Небо посветлело, и солнце выпустило яркие лучи из-за озера и стало подниматься, насквозь промокшее, в небо, вытягивая себя из вод ночи. Когда солнце выпрыгнуло из темноты, Мадог запел сильным, радостным баритоном:
Когда он умолк, все еще продолжая глядеть на воду, его песню будто бы подхватило эхо, странное, слабое, как бы надтреснутое, а потом из леса вышел старик, так же изобильно украшенный цветами.
Мадог поклонился и помог старику взобраться на камень. Несмотря на возраст Старейшины, его жилистые мышцы все еще были сильны, и хотя волосы поседели, темная кожа сияла здоровьем.
Когда странный дуэт завершился, старик поднял руку в благословляющем жесте.
– День настал, мой пришедший издалека сын.
– День настал, мой будущий отец.
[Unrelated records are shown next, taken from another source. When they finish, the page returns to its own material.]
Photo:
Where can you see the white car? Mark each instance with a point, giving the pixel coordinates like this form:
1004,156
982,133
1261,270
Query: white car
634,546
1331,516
Мадог, сын Оуайна, короля Гвиннеда, станет сыном Ресчела, Старейшины народа Ветра.
– Год назад в этот день ты пел в бреду, – сказал Ресчел, – и дитя моей старости нашло тебя в лесу.
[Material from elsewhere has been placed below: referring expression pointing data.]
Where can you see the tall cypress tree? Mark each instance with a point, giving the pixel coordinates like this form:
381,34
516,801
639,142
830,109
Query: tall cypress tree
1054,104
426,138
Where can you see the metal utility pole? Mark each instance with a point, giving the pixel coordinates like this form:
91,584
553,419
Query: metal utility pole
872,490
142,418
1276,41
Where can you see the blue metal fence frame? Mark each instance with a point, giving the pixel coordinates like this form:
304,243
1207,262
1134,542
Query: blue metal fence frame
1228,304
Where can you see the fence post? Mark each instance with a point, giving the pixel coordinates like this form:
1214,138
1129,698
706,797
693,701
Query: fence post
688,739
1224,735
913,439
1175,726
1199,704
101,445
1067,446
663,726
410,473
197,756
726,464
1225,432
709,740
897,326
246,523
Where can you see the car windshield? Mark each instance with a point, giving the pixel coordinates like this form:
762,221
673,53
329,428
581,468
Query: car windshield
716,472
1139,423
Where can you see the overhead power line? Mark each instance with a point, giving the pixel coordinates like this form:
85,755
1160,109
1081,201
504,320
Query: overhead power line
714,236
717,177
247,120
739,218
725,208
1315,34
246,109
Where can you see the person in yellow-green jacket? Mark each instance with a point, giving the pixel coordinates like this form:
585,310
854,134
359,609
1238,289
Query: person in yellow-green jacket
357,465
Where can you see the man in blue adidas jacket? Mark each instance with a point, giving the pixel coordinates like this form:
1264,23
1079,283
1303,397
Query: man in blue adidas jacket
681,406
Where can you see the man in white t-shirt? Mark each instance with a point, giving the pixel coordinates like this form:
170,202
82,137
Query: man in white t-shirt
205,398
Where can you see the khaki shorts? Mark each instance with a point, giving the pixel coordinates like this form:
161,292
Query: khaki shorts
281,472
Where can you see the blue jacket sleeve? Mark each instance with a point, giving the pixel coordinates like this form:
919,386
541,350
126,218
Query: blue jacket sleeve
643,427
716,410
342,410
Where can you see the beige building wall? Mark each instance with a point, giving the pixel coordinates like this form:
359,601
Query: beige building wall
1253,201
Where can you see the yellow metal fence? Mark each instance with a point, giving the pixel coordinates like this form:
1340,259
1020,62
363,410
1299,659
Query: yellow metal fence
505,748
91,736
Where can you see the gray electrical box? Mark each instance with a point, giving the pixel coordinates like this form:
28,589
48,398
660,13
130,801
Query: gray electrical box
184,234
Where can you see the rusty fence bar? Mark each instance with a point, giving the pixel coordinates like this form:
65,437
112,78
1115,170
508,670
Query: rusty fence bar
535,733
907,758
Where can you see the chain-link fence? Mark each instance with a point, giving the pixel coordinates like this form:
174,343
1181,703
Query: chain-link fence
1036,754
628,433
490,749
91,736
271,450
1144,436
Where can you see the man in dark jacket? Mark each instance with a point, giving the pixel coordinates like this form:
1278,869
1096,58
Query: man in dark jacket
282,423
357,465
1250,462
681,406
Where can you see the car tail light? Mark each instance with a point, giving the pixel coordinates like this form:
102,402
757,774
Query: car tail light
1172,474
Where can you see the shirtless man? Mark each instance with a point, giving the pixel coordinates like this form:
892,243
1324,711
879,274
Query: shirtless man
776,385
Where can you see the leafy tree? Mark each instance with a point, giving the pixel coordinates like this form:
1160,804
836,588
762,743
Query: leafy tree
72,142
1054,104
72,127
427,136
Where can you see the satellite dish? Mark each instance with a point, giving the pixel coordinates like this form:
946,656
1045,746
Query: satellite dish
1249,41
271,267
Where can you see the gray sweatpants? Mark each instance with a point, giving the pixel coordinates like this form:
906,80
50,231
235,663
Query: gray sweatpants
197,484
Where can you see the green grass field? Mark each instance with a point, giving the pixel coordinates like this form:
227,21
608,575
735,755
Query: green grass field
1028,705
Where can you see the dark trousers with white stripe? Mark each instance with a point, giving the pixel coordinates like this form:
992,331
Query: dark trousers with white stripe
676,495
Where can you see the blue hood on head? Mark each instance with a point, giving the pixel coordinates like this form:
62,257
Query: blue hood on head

– И это привело к радости, – подтвердил молодой человек, – и сегодня мы будем петь о рождении, о рождении того целого, которым станем мы с Зилл, когда ты соединишь нас.
– В ту ночь, когда родилась Зилл, – сказал Старейшина, – мне приснился чужеземец из далекого края, лежащего за озером намного больше нашего…
– Из-за океана, – молодой человек легко коснулся плеча Старейшины, – из-за моря, что омывает берега Уэльса, моря, которое мы считали бескрайним, пока корабль не занесло на край света.
– Край света… – начал было старик, но умолк и прислушался.
Молодой человек тоже прислушался, но ничего не услышал.
– Это ветер?
– Это не ветер. – Ресчел посмотрел на юношу и коснулся корявой рукой мускулистого предплечья. – Мадог, сын Оуайна, короля Гвиннеда, – как странно звучали для нас эти слова. Мы не знали, что такое король, да и теперь толком не знаем.
– Вам и не нужен король, Старейшина народа Ветра. Оуайн, мой отец, давно лежит в могиле, а я давно ушел из Гвиннеда в Уэльсе. Когда прорицатель посмотрел в хрустальный шар и предсказал моему отцу смерть, он также сказал, что я проживу свою жизнь вдалеке от Гвиннеда.
Старик снова поднял голову и прислушался.
– Это ветер? – Мадог по-прежнему не слышал ничего, кроме обычных утренних звуков, плеска набегающих на берег волн, шелеста ветра в ветвях гемлоков – этот отдаленный шум всегда напоминал ему о море, оставшемся далеко позади.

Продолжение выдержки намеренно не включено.